As you walk through a European city, you’ll often find yourself entering a strange zone, a place where time seems to both fast forward and rewind and the same time. You can feel it underfoot as tarmac and concrete slabs give way to cobbled granite. Maybe you’ll pass through a set of bollards that pedestrianise streets with a tourist-permeable barricade erected against the raging torrents of contemporary life. The features of contemporary city are all there, only somehow different. Shop signs, for example, are captive behind plate glass windows, their neon-lit graphics peering out at the heritage zone they have been banished from. In those Dorian Grey enclaves designated as heritage ghettos the fabric of cities has seemingly cheated the passing of time.

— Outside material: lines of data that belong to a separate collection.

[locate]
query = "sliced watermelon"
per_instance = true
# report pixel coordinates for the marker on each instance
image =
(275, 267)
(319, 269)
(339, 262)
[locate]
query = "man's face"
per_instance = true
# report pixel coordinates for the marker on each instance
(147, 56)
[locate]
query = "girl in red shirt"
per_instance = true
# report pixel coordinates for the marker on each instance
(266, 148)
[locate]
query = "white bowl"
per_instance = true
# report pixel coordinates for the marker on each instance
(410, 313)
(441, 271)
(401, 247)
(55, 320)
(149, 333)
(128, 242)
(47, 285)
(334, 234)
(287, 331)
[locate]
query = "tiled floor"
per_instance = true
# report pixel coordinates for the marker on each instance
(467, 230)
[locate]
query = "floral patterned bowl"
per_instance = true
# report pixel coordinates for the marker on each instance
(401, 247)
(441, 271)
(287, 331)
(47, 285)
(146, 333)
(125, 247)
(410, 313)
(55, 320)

As dusk falls on this charming scene, we can watch the full deployment of high technology unfurl across the ancient stones of history. As the daylight fades, our view of the city changes. The background town fades to a shadowy supporting role as the cities stars begin to shine.

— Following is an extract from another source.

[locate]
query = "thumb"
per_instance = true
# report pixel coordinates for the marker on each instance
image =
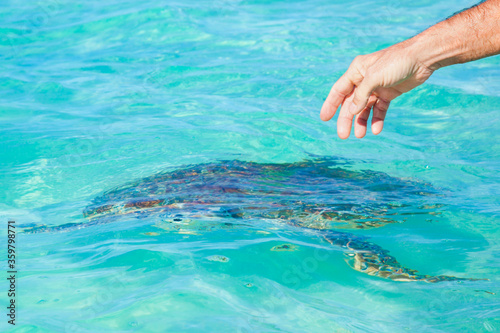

As electricity crackles through wires that snake invisibly around listed monuments, filaments and diodes begin to glow. Beams, points, and washes of light are cast over the city in a shock and awe charm offensive.
These lights aren’t simply street lights, there to help us see. They are more like those purple lights in McDonald’s toilets that make it impossible for junkies to pick out a vein. These are lights that both show and hide, there to make us see differently, to see, in some cases, something that might not even be there.
These lights wring every nuance out of a structure. Buildings, bridges, monuments become exaggerations of themselves, dragged up versions verging on parody and caricature.
Every surface modulation, every crag and protrusion is exaggerated, set in hotspot highlight or deep shadow. They are flushed with camply theatrical techniques. Underlit, for example like an expressionist horror film, the capitals and monuments of Europe gurn like B movie hams.
Others seem to spontaneously phosphoress, glowing luminous lit by unseen sources. It’s as though someone has pulled the focus or changed the depth of field and set the city in a high definition ultra 3D version of itself.
The effect can be a totalising transformation of the city from physical stuff to a ghostly image, re-editing the city’s fabric into an imaginary state. The material bulk and weight of history alchemises into a holographic mist of photons, into a haze so immaterial that you feel like your hand could pass through it.
The irony is that these historic scenes are rendered in a way that makes them entirely contemporary. They are visions that their authors, say Christopher Wren or Peter the Great could hardly recognise. Europe’s historic fabric, reconstructed after blitz, polished and bleached to pristine newness, is where we imagine we can viscerally experience history. But it is only the sensation of history, the contemporary idea of what history might look and feel like. Instead of connecting us to the past, we find ourselves in futuristic fictions of the past.
This sensation of civic heritage is nothing like real heritage at all. It’s a barrage of effects calibrated to make you feel heritagey. The sensation of eternal youth that these quarters have is the same sensation of time stopped still that only most extreme of cosmetic surgeries can produce. These squeaky clean pseudo medieval places are the urban equivalent of Joan Collins, the David Guest’s of cityscape where the highest of contemporary technologies are deployed against the ravages of war and commerce that naturally wrinkle and scar the face of the city.